Liz Cheney, R-Wy., the leading Republican on the House Jan. 6 committee, has called former President Trump’s actions on the day of the riots a “dereliction of duty,” as he refused to intervene despite calls from his children and allies. “Any man who would watch television as police officers were being beaten, as his supporters were invading the Capitol of the United States, is clearly unfit for future office,” Cheney said on ABC’s This Week, [and] clearly can never be anywhere near the Oval Office ever again.”
“He crossed lines no American president has ever crossed before,” Cheney said. “When a president refuses to tell the mob to stop, when he refuses to defend any of the coordinate branches of government, he cannot be trusted.”
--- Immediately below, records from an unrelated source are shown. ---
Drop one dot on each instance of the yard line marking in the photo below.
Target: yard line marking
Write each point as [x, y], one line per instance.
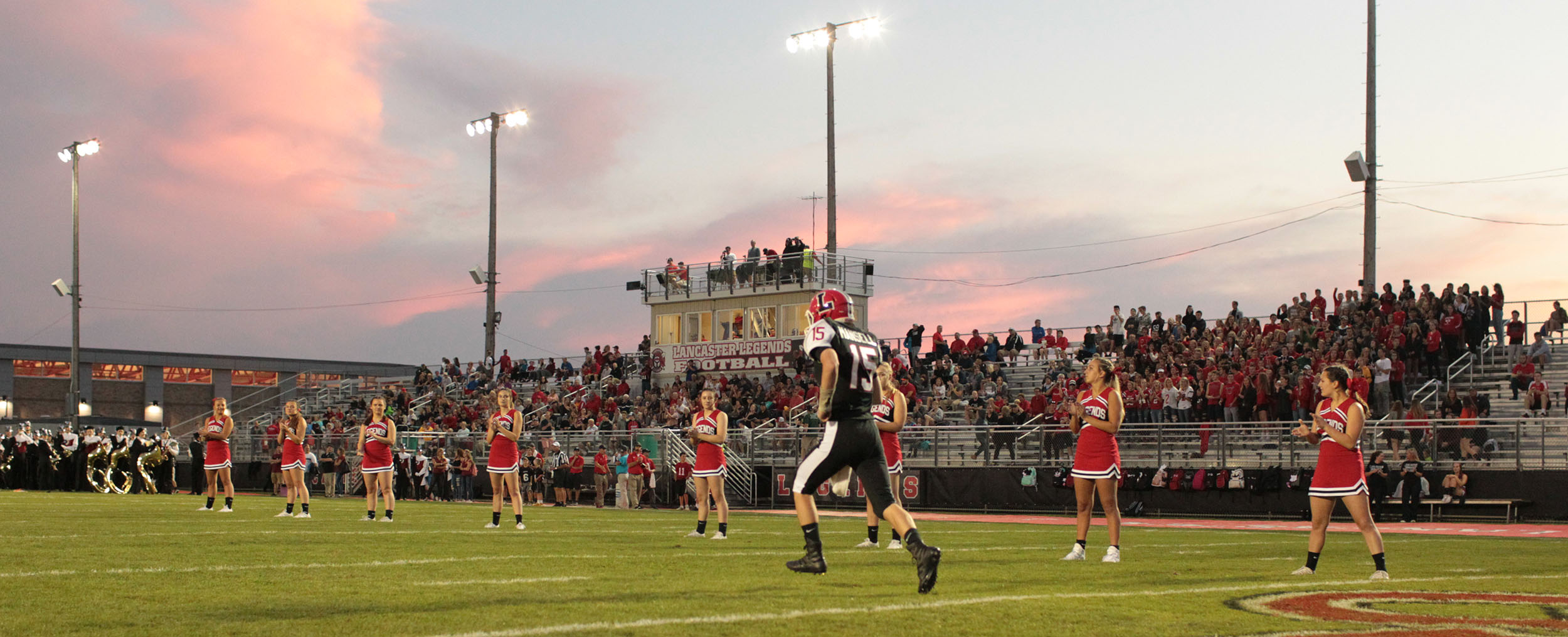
[936, 604]
[502, 581]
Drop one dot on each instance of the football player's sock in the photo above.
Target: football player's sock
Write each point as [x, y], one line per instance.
[813, 535]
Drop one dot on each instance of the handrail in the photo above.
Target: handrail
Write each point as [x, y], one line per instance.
[234, 407]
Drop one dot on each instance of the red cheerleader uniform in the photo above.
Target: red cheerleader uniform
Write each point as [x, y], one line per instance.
[378, 456]
[294, 454]
[504, 451]
[1096, 456]
[1340, 471]
[217, 451]
[709, 456]
[891, 447]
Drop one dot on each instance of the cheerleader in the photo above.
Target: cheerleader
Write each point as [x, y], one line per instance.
[1340, 476]
[1096, 463]
[290, 434]
[707, 434]
[217, 460]
[501, 435]
[375, 449]
[889, 416]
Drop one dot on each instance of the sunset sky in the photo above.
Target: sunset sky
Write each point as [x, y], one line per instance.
[295, 154]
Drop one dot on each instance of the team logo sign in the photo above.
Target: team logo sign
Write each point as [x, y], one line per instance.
[1412, 614]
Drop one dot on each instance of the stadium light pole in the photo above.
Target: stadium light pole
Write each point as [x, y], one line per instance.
[491, 124]
[73, 154]
[827, 36]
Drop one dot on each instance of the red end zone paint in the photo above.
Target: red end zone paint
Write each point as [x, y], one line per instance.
[1495, 531]
[1357, 606]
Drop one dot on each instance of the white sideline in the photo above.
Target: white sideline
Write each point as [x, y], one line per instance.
[502, 581]
[596, 626]
[220, 569]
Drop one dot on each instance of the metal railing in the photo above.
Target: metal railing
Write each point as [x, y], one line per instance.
[850, 275]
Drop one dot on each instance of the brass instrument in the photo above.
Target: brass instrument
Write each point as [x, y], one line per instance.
[99, 465]
[120, 481]
[145, 465]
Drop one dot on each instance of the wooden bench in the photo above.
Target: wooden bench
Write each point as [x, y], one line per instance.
[1510, 507]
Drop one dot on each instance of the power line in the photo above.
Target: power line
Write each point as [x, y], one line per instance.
[1478, 218]
[1096, 244]
[974, 283]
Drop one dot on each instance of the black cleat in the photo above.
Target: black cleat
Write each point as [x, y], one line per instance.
[926, 560]
[811, 562]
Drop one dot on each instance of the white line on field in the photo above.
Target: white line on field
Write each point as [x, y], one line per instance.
[501, 581]
[936, 604]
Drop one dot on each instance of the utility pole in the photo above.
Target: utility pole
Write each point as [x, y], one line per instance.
[1369, 198]
[814, 198]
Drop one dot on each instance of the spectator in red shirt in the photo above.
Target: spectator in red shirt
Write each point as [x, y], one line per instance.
[601, 476]
[1515, 336]
[682, 482]
[1231, 394]
[575, 468]
[634, 469]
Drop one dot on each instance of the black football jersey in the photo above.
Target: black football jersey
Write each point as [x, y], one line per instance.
[858, 358]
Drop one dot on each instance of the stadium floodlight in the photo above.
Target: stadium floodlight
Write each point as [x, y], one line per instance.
[491, 124]
[825, 36]
[71, 154]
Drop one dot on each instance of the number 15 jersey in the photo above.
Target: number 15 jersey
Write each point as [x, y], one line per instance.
[858, 353]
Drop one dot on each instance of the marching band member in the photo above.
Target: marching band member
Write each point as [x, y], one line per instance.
[70, 444]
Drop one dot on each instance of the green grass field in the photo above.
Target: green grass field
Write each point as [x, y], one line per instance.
[152, 565]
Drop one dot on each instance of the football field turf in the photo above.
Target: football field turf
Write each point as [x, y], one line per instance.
[152, 565]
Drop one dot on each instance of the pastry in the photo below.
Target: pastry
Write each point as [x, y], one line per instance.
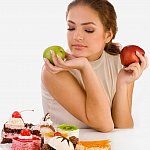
[26, 141]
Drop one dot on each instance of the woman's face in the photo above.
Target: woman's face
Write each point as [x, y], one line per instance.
[86, 35]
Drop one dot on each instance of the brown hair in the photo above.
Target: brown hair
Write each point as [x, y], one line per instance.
[108, 17]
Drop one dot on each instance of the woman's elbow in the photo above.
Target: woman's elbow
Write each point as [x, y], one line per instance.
[106, 128]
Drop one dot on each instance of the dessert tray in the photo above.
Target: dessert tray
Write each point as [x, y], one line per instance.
[16, 135]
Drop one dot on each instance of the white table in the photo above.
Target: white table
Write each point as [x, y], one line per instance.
[121, 139]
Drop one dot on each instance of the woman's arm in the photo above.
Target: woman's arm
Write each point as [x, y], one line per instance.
[122, 106]
[122, 102]
[90, 105]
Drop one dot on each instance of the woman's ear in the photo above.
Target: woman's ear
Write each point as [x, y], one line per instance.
[108, 36]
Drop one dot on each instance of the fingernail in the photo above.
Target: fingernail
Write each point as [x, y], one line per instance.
[137, 52]
[58, 56]
[44, 59]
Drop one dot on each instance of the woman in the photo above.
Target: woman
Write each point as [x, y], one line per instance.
[90, 88]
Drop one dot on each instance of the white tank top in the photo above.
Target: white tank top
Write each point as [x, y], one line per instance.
[106, 69]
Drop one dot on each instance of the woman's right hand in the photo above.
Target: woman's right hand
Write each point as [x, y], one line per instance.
[70, 63]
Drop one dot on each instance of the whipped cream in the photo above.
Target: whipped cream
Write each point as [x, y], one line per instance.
[47, 122]
[25, 137]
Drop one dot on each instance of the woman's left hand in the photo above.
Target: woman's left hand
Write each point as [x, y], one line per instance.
[133, 71]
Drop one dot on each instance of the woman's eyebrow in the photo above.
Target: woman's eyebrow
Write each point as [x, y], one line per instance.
[85, 23]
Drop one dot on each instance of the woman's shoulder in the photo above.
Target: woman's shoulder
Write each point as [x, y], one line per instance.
[113, 60]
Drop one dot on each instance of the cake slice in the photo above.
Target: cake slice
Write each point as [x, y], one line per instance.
[12, 127]
[93, 145]
[70, 130]
[26, 141]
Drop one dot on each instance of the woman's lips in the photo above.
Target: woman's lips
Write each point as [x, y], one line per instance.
[78, 46]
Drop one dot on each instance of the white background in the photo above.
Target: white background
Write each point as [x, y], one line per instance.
[27, 27]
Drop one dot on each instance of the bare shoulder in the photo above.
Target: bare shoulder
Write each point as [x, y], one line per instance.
[62, 85]
[66, 90]
[62, 78]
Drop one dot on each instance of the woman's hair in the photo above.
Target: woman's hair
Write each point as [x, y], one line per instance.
[107, 16]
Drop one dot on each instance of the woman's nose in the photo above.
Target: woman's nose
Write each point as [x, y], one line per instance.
[78, 35]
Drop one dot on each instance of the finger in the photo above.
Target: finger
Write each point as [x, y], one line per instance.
[135, 70]
[53, 69]
[143, 61]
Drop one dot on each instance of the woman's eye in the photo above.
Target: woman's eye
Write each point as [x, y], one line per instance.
[71, 29]
[89, 31]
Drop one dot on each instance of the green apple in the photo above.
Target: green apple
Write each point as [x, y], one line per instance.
[58, 50]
“The committee has firsthand testimony now that [Trump] was sitting in the dining room next to the Oval Office watching the attack on television," Cheney said. “We have firsthand testimony that his daughter Ivanka went in at least twice to ask him to please stop this violence.”
“He could have told them to stand down. He could have told them to go home—and he failed to do so,” Cheney continued. “It’s hard to imagine a more significant and more serious dereliction of duty than that.” Cheney said there were several “potential criminal statutes at issue here,” and that the committee was considering whether actions such as Trump’s merited “enhanced penalties.”